Alors qu’il passe sa retraite à Meung-sur-Loire, entre jardinage et pêche à la ligne, Maigret reçoit en pleine nuit la visite de son neveu, nouvellement entré à la Police Judiciaire. Philippe Lauer a commis une imprudence qui peut lui valoir des ennuis sérieux : pendant qu’il surveillait dans une boite de nuit de Montmartre un truand impliqué dans un trafic de drogue, celui-ci a été assassiné sous ses yeux. Paniqué, le jeune homme a laissé sur place des indices pouvant faire de lui le principal suspect et il a de plus été opportunément aperçu par un témoin alors qu’il sortait de l’établissement pour appeler les secours.

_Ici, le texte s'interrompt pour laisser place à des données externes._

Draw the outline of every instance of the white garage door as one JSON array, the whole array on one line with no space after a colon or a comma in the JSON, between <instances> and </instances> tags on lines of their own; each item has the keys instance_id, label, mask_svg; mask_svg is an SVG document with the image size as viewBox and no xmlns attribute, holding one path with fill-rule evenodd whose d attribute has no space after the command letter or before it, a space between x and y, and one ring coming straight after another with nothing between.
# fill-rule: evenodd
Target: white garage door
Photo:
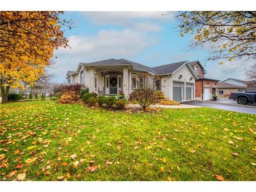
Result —
<instances>
[{"instance_id":1,"label":"white garage door","mask_svg":"<svg viewBox=\"0 0 256 192\"><path fill-rule=\"evenodd\" d=\"M210 88L204 88L204 99L210 100Z\"/></svg>"}]
</instances>

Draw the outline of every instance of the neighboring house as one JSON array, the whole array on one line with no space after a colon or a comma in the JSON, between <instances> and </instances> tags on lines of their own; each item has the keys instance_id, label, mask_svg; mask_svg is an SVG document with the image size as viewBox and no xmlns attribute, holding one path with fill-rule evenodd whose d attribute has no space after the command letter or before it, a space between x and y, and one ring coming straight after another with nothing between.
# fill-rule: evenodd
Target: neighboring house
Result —
<instances>
[{"instance_id":1,"label":"neighboring house","mask_svg":"<svg viewBox=\"0 0 256 192\"><path fill-rule=\"evenodd\" d=\"M213 99L213 95L218 95L219 81L220 80L204 77L206 71L199 61L190 62L190 63L198 77L198 79L196 80L196 99Z\"/></svg>"},{"instance_id":2,"label":"neighboring house","mask_svg":"<svg viewBox=\"0 0 256 192\"><path fill-rule=\"evenodd\" d=\"M228 98L230 92L244 92L246 90L245 86L238 86L225 82L220 82L219 83L219 97Z\"/></svg>"},{"instance_id":3,"label":"neighboring house","mask_svg":"<svg viewBox=\"0 0 256 192\"><path fill-rule=\"evenodd\" d=\"M195 98L195 84L198 76L188 61L151 68L128 60L110 59L88 63L80 62L76 71L68 71L67 82L81 83L90 92L116 95L123 92L125 98L137 88L139 74L156 75L157 89L167 99L182 102Z\"/></svg>"}]
</instances>

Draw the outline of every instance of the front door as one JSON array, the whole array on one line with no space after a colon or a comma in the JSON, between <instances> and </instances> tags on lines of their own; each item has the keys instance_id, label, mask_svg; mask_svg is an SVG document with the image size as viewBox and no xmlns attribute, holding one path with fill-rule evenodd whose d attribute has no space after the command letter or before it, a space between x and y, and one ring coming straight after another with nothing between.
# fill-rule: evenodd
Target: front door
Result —
<instances>
[{"instance_id":1,"label":"front door","mask_svg":"<svg viewBox=\"0 0 256 192\"><path fill-rule=\"evenodd\" d=\"M117 75L110 76L110 94L117 94Z\"/></svg>"}]
</instances>

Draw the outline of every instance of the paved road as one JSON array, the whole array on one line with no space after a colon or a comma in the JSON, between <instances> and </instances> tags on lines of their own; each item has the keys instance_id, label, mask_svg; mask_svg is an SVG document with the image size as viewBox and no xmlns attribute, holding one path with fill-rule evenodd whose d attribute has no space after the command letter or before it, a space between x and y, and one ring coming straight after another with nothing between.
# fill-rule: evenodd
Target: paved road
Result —
<instances>
[{"instance_id":1,"label":"paved road","mask_svg":"<svg viewBox=\"0 0 256 192\"><path fill-rule=\"evenodd\" d=\"M218 99L217 101L191 101L184 102L183 103L256 115L256 105L239 104L237 101L232 99Z\"/></svg>"}]
</instances>

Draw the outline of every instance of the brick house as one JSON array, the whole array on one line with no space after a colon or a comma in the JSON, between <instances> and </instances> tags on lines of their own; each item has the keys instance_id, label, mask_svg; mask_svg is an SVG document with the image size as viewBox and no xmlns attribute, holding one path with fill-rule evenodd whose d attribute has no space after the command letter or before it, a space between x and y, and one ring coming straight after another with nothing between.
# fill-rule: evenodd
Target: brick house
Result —
<instances>
[{"instance_id":1,"label":"brick house","mask_svg":"<svg viewBox=\"0 0 256 192\"><path fill-rule=\"evenodd\" d=\"M143 81L142 73L155 77L156 89L163 92L166 99L183 102L195 99L198 77L188 61L155 67L124 59L80 62L76 71L68 71L66 79L68 84L83 84L90 93L109 96L122 92L127 98L137 88L137 81Z\"/></svg>"},{"instance_id":2,"label":"brick house","mask_svg":"<svg viewBox=\"0 0 256 192\"><path fill-rule=\"evenodd\" d=\"M204 77L206 73L204 67L198 60L189 62L198 79L195 83L195 98L198 100L210 100L213 95L218 95L219 80Z\"/></svg>"}]
</instances>

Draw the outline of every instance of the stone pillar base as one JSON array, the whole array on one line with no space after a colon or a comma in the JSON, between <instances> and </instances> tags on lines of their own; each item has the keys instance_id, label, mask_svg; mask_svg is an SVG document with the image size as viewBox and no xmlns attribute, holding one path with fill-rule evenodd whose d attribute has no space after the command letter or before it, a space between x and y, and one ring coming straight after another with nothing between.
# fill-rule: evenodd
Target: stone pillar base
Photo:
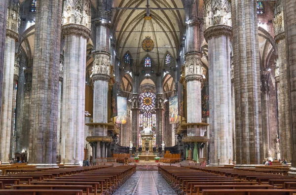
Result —
<instances>
[{"instance_id":1,"label":"stone pillar base","mask_svg":"<svg viewBox=\"0 0 296 195\"><path fill-rule=\"evenodd\" d=\"M292 175L293 176L296 176L296 168L291 167L288 172L289 175Z\"/></svg>"},{"instance_id":2,"label":"stone pillar base","mask_svg":"<svg viewBox=\"0 0 296 195\"><path fill-rule=\"evenodd\" d=\"M28 165L35 166L36 168L59 168L57 164L28 164Z\"/></svg>"}]
</instances>

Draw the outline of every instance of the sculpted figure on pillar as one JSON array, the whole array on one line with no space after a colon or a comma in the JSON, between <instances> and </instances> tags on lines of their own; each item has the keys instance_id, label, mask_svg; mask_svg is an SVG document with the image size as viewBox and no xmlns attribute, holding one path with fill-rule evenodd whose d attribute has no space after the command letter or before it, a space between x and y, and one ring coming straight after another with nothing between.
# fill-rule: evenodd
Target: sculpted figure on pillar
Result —
<instances>
[{"instance_id":1,"label":"sculpted figure on pillar","mask_svg":"<svg viewBox=\"0 0 296 195\"><path fill-rule=\"evenodd\" d=\"M155 108L163 109L163 103L164 102L164 96L163 94L160 93L156 94L156 99L155 100Z\"/></svg>"},{"instance_id":2,"label":"sculpted figure on pillar","mask_svg":"<svg viewBox=\"0 0 296 195\"><path fill-rule=\"evenodd\" d=\"M8 1L6 36L17 40L18 39L20 5L17 0Z\"/></svg>"},{"instance_id":3,"label":"sculpted figure on pillar","mask_svg":"<svg viewBox=\"0 0 296 195\"><path fill-rule=\"evenodd\" d=\"M221 24L231 26L231 6L227 0L207 0L204 4L205 29Z\"/></svg>"},{"instance_id":4,"label":"sculpted figure on pillar","mask_svg":"<svg viewBox=\"0 0 296 195\"><path fill-rule=\"evenodd\" d=\"M110 56L107 53L99 53L94 54L94 67L92 75L105 75L110 76Z\"/></svg>"},{"instance_id":5,"label":"sculpted figure on pillar","mask_svg":"<svg viewBox=\"0 0 296 195\"><path fill-rule=\"evenodd\" d=\"M132 109L138 109L139 107L139 94L134 93L132 95Z\"/></svg>"},{"instance_id":6,"label":"sculpted figure on pillar","mask_svg":"<svg viewBox=\"0 0 296 195\"><path fill-rule=\"evenodd\" d=\"M274 5L274 17L273 21L276 36L285 31L283 16L283 0L277 0Z\"/></svg>"},{"instance_id":7,"label":"sculpted figure on pillar","mask_svg":"<svg viewBox=\"0 0 296 195\"><path fill-rule=\"evenodd\" d=\"M261 81L261 91L269 91L269 84L268 81L270 72L267 70L263 70L261 72L260 80Z\"/></svg>"},{"instance_id":8,"label":"sculpted figure on pillar","mask_svg":"<svg viewBox=\"0 0 296 195\"><path fill-rule=\"evenodd\" d=\"M186 77L196 76L202 80L202 54L200 53L189 53L185 56L185 76Z\"/></svg>"},{"instance_id":9,"label":"sculpted figure on pillar","mask_svg":"<svg viewBox=\"0 0 296 195\"><path fill-rule=\"evenodd\" d=\"M62 20L63 25L77 24L90 29L90 0L66 0Z\"/></svg>"}]
</instances>

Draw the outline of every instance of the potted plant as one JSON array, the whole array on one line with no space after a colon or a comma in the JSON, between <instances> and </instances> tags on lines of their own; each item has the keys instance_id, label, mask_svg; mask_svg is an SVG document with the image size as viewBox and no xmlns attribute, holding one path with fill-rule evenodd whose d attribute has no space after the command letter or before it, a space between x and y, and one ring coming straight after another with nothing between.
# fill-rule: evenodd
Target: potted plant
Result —
<instances>
[{"instance_id":1,"label":"potted plant","mask_svg":"<svg viewBox=\"0 0 296 195\"><path fill-rule=\"evenodd\" d=\"M159 161L159 157L155 157L154 160L155 160L155 162L158 162L158 161Z\"/></svg>"}]
</instances>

Dans L'écluse n° 1, Georges Simenon, qui voulait clore la série des Maigret pour se consacrer à l’écriture de « vrais » romans, précisait que le commissaire était à quelques jours de la retraite. Il décida pourtant d’arracher Maigret à sa vie tranquille et de lui faire reprendre du service pour ce qui est sa dernière aventure avant son retour près de neuf ans plus tard en 1942. Toutefois, dans l’incapacité d’utiliser les ressources de la police, privé de ses collaborateurs, Maigret doit faire cavalier seul. Il fait alors de l’enquête une affaire personnelle, tant pour innocenter son neveu (qu’il a aidé à intégrer la police mais qui se montre peu doué pour le métier) que pour mettre fin aux agissements de Cageot, le chef d’une bande de trafiquants. Ce qui le fait agir plutôt en détective privé, quand il s’assure par exemple la confiance d’une prostituée pour qu’elle surveille les membres de la bande, prend lui-même en chasse un des hommes de Cageot ou use d’un subterfuge pour soutirer des aveux à ce dernier. Nous sommes loin ici de la méthode Maigret telle que la résume son successeur à la P.J. : « D’habitude, vous vous mêlez de la vie des gens ; vous vous occupez davantage de leur mentalité et même de ce qui leur est arrivé vingt ans auparavant que d’indices matériels. »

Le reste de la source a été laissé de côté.